The new pond (L) and associated tree-planting (R) at the Naddle

Clair Payne, Project Officer, said: “The water storage area at the Naddle is a really exciting example of a project aiming to help both communities downstream and wildlife. In the right place, storing a large volume of water after storms will contribute to efforts to reduce peak levels downstream which cause flooding. Meanwhile, the site is looking fantastic and is attracting a wide range of species.

“Natural flood management is about lots of small measures across a whole water catchment area adding up to make a difference to flows downstream. What’s great is that many of the features being installed have additional benefits. For example, trees on riverbanks shade the water and keep it cool for fish, while hedgerows link habitats together and provide shelter for livestock.

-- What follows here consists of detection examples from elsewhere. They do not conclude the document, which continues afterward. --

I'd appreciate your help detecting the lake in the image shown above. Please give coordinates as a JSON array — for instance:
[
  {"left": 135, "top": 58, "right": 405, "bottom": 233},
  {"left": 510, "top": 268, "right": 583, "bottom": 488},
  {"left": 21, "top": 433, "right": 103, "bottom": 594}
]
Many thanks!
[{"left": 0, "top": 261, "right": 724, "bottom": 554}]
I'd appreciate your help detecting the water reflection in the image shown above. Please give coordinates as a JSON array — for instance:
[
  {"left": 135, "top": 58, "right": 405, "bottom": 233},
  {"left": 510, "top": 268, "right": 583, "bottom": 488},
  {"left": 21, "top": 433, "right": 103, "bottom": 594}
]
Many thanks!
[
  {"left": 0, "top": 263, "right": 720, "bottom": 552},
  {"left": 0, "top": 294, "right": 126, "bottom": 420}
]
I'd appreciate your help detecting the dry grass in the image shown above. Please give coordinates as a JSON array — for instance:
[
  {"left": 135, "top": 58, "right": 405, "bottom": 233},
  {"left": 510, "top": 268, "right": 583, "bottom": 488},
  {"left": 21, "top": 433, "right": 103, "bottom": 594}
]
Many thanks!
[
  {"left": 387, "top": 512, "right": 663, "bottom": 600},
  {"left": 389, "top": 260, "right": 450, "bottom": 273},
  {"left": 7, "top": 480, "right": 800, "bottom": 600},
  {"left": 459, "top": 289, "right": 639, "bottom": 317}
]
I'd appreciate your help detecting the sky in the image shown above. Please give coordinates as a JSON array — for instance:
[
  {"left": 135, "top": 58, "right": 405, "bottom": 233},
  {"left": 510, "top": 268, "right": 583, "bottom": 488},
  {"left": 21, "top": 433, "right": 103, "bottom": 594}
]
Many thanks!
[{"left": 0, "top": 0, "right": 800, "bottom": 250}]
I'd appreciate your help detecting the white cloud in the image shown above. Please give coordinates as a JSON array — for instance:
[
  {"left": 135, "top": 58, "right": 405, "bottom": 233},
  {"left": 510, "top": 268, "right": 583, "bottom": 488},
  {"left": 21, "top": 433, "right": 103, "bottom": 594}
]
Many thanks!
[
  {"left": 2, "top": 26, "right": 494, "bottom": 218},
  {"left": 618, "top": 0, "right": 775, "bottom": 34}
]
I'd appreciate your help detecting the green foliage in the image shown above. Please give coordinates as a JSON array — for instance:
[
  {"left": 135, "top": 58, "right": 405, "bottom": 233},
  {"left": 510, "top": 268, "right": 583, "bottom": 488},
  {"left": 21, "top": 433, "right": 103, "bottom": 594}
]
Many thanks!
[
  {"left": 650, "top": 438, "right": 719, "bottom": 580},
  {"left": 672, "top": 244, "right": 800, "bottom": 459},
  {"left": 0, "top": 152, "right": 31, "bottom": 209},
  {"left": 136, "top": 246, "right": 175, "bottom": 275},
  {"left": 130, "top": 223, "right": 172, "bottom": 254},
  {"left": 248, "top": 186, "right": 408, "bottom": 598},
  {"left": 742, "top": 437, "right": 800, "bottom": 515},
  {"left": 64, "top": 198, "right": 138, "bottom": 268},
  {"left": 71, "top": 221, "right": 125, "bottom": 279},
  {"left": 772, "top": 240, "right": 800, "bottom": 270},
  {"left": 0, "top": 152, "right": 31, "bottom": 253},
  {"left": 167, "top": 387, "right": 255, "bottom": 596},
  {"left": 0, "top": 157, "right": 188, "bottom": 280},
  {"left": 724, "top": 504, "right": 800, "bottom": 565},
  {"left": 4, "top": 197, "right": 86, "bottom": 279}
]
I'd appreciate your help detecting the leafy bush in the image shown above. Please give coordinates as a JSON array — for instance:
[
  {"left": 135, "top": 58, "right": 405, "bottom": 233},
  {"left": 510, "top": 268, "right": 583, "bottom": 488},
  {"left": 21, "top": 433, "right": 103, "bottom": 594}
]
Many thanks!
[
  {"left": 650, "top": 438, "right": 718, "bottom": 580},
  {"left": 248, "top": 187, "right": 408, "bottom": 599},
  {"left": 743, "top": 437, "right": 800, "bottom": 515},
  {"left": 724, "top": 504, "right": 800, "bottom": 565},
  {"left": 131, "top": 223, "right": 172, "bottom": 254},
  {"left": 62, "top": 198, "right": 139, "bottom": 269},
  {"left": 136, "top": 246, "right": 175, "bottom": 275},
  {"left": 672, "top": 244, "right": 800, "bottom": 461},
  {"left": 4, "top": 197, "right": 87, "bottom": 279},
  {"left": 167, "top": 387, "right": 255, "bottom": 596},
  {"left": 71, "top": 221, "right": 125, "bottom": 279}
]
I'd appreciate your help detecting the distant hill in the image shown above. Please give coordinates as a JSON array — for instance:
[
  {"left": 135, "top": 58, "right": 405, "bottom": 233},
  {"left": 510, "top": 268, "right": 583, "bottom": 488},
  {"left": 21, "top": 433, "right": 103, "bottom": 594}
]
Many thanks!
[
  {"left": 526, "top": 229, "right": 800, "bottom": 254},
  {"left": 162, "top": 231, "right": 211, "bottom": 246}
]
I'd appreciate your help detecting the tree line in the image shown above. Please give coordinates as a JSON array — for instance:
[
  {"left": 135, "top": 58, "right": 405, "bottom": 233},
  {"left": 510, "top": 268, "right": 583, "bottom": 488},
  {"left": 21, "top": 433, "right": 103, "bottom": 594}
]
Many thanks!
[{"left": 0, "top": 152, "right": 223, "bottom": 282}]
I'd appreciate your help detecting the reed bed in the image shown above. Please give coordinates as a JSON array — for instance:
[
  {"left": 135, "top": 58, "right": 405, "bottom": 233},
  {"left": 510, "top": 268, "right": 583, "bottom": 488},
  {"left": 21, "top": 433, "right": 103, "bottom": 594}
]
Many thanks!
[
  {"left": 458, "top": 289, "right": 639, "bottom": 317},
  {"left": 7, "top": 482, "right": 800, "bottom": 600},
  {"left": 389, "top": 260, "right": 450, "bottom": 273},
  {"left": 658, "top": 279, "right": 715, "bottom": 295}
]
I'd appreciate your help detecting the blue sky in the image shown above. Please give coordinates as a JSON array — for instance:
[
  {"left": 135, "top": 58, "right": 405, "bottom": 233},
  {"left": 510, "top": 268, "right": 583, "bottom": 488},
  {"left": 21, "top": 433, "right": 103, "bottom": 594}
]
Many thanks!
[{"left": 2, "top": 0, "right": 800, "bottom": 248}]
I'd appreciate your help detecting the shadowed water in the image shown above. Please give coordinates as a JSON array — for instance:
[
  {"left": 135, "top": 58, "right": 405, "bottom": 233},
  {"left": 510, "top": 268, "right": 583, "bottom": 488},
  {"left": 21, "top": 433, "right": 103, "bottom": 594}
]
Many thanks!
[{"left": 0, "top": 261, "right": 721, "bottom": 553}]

And beyond natural flood management we’re taking an even wider view, restoring rivers and habitats too to provide even greater environmental improvements.”

“I want to say thank you to all the farmers and landowners in the River Glenderamackin area for their support and enthusiasm. The project wouldn’t be possible without them.”

In addition to installing new landscape features, we’re working with farmers on improving soil condition. Soil becomes compacted over the long term and is then less able to absorb rainwater, increasing surface run-off. The Trust has bought a sward lifter and a soil aerator that farmers can borrow to break up the top layers of soil.

Work will continue into 2021, with plans including extensive tree and hedgerow planting, further fencing off of riverbanks, new ponds on a similar scale to those built this year, and additional leaky dams.

We’re working with Lancaster University to monitor the effectiveness of natural flood management features installed as part of the project to contribute to the national evidence base on natural flood management.

Anna Hetterley, Natural Flood Management Advisor at the Environment Agency, said: “The commitment of multiple agencies and landowners to work together and explore nature based solutions as a way to slow the flow of flood water is a powerful component of Cumbria’s response to the Climate Emergency.

“There has already been some fantastic work delivered in partnership across the River Glenderamackin catchment using natural flood risk management techniques and it’s great to see this project coming to life. Our work in the Naddle not only helps us to meet the ambitions set out in our Flood and Coastal Erosion Risk Management Strategy but will help us to create a better place for the local community and local wildlife. We look forward to seeing the benefits this project will bring.”

The project is funded by DEFRA/the Environment Agency and the Water Environment Grant scheme through the European Agricultural Fund for Rural Development. We’re working with partners including the Environment Agency, Cumbria County Council, Natural England, the National Trust, United Utilities, the Woodland Trust, Farmer Network, Cumbria Wildlife Trust, Friends of the Lake District, Derwent Owners Association, Cumbria Woodlands and local community groups.

On 10 December, we were awarded a further £380,000 through DEFRA’s new Green Recovery Challenge Fund to continue our work in this catchment.